Ich wünsche mir eine große Generalüberholung der geburtshilflichen Versorgung unter Einbeziehung der Frauen. Das wünsche ich mir aber eigentlich für die gesamte gesundheitliche Versorgung.

Es besorgt mich sehr zu sehen, wie die Gesundheitsprofessionen zunehmend frustriert die Versorgungsbereiche verlassen. Die Politik reagiert darauf eher mit Deprofessionalisierung, anstatt über Anspruch und hohe Qualität und damit einhergehend gute Bezahlung die beruflichen Perspektiven attraktiver zu gestalten.

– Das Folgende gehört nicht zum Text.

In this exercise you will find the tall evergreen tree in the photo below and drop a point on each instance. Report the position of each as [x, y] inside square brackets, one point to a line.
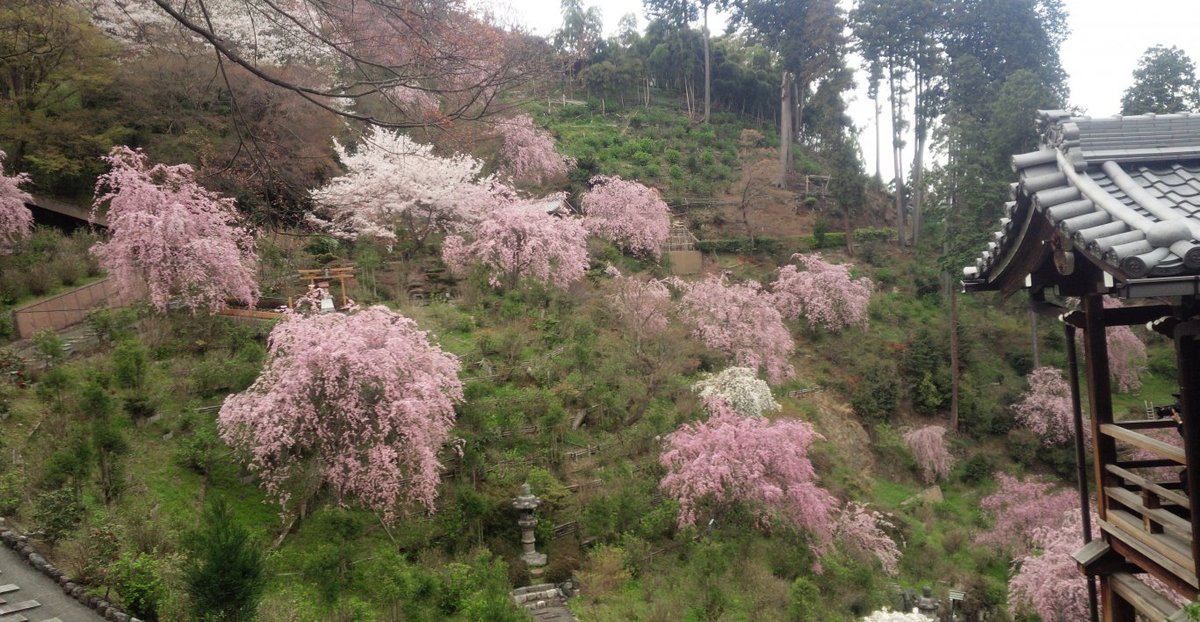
[225, 575]
[1164, 82]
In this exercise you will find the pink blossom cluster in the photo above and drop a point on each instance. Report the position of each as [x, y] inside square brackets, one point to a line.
[172, 235]
[521, 240]
[1127, 353]
[16, 220]
[1049, 582]
[395, 181]
[1045, 408]
[825, 294]
[528, 154]
[629, 214]
[1021, 509]
[928, 446]
[864, 530]
[765, 465]
[642, 304]
[363, 399]
[741, 321]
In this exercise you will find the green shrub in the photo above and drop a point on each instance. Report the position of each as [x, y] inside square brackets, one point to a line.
[130, 363]
[141, 586]
[976, 470]
[12, 488]
[877, 393]
[225, 576]
[57, 513]
[40, 279]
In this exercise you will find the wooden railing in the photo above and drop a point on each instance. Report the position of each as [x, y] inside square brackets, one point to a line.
[1152, 518]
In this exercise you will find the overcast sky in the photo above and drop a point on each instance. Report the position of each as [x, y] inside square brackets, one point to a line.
[1107, 37]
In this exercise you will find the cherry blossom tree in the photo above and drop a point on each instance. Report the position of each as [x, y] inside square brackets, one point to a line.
[627, 213]
[742, 390]
[394, 181]
[864, 530]
[173, 237]
[377, 58]
[528, 154]
[928, 446]
[1021, 509]
[1127, 353]
[360, 401]
[1045, 408]
[1049, 582]
[521, 240]
[731, 459]
[643, 305]
[887, 615]
[823, 294]
[16, 220]
[741, 322]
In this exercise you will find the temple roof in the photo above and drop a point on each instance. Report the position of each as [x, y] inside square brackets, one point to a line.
[1122, 192]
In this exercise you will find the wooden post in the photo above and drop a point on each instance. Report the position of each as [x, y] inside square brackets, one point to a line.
[1187, 350]
[1077, 412]
[1099, 398]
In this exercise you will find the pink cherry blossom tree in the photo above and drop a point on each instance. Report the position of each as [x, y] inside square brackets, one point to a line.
[1048, 582]
[173, 237]
[361, 402]
[528, 154]
[521, 240]
[864, 531]
[643, 305]
[396, 184]
[741, 322]
[928, 446]
[16, 220]
[627, 213]
[742, 390]
[731, 459]
[823, 294]
[1020, 510]
[1045, 408]
[1127, 353]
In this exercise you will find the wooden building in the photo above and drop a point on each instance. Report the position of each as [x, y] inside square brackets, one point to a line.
[1111, 207]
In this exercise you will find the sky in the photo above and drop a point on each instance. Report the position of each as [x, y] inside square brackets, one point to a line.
[1107, 39]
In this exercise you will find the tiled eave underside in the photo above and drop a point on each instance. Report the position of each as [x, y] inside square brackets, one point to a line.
[1134, 221]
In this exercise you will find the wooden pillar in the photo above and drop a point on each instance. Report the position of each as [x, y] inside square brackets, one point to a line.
[1099, 394]
[1077, 412]
[1099, 398]
[1116, 609]
[1187, 352]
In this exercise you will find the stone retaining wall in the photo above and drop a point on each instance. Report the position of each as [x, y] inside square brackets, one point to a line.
[19, 544]
[69, 307]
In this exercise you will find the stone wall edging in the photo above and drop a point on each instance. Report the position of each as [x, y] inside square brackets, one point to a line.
[21, 545]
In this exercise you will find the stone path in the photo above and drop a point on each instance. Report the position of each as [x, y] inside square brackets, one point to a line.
[29, 596]
[545, 603]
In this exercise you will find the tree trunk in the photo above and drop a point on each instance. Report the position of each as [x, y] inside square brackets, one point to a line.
[954, 357]
[897, 155]
[708, 69]
[785, 130]
[879, 112]
[918, 172]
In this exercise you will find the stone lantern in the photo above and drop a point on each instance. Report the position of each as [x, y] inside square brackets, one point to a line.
[526, 503]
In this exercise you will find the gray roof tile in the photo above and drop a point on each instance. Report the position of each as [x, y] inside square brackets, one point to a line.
[1129, 193]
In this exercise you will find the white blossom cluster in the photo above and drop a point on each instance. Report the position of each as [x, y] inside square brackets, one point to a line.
[741, 389]
[887, 615]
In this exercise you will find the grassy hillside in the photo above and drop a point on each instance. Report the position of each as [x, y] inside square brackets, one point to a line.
[558, 396]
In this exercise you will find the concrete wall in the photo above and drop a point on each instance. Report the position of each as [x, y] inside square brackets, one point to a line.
[684, 262]
[69, 307]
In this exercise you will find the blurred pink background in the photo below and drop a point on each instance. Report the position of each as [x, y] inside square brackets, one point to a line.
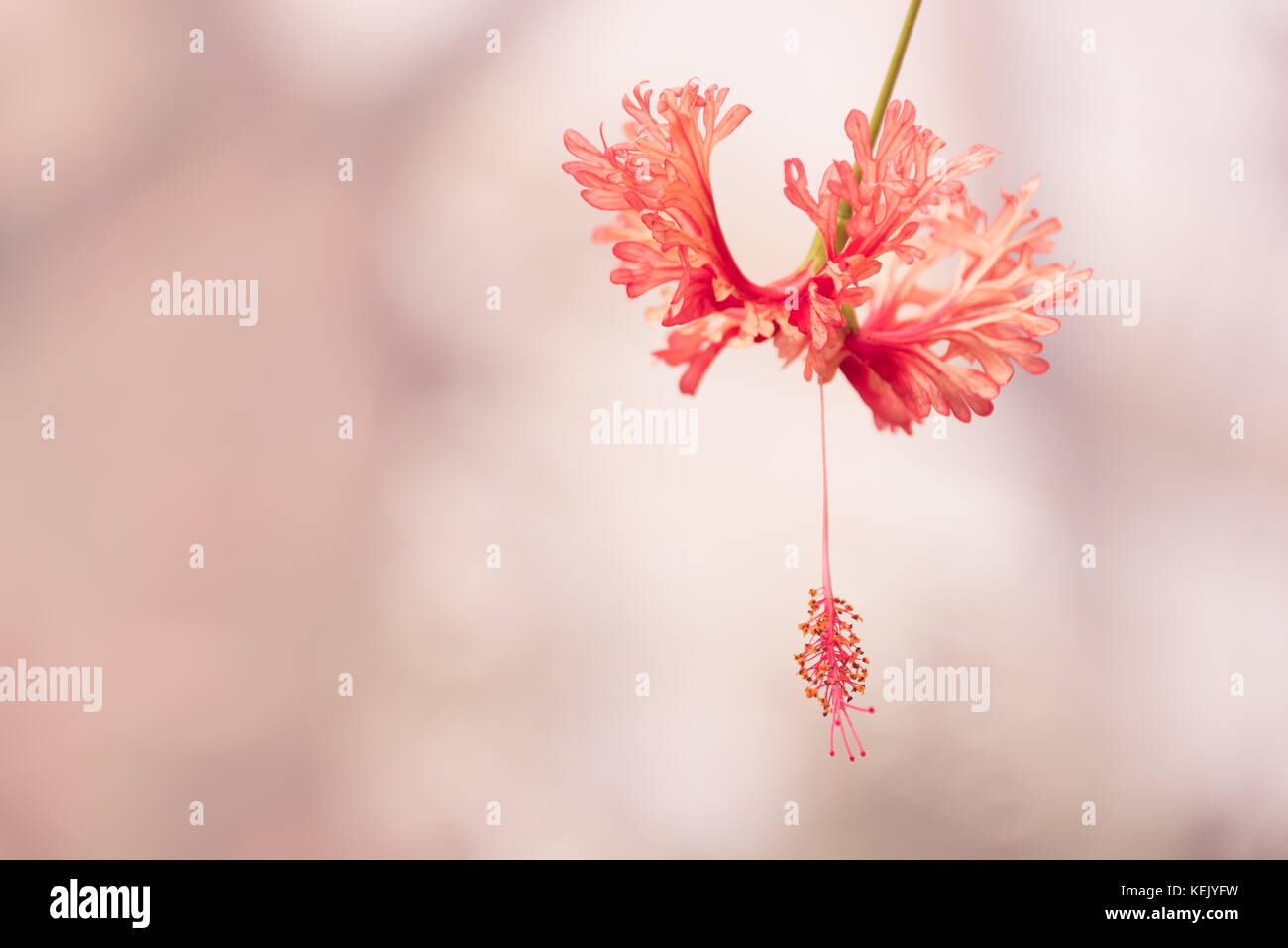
[472, 428]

Ich wünsche uns allen, dass die Gesellschaft und die Politik davor nicht die Augen verschließen oder nur im Kleinen versuchen, diese großen Probleme zu reformieren. Gesundheit wird immer als Wachstumsmarkt und schlussendlich als eines der wichtigsten Güter benannt. Warum priorisiert eine Gesellschaft nicht diesen Werterhalt?

Danke für Ihre visionären Gedanken, Frau Prof. Knape!

Zitiervorlage
Niederstucke, E. (2023). Interview mit Nina Knape: »Wissen ist eine Quelle für Wandel«. Deutsche Hebammen Zeitschrift, 75 (1), 9–13.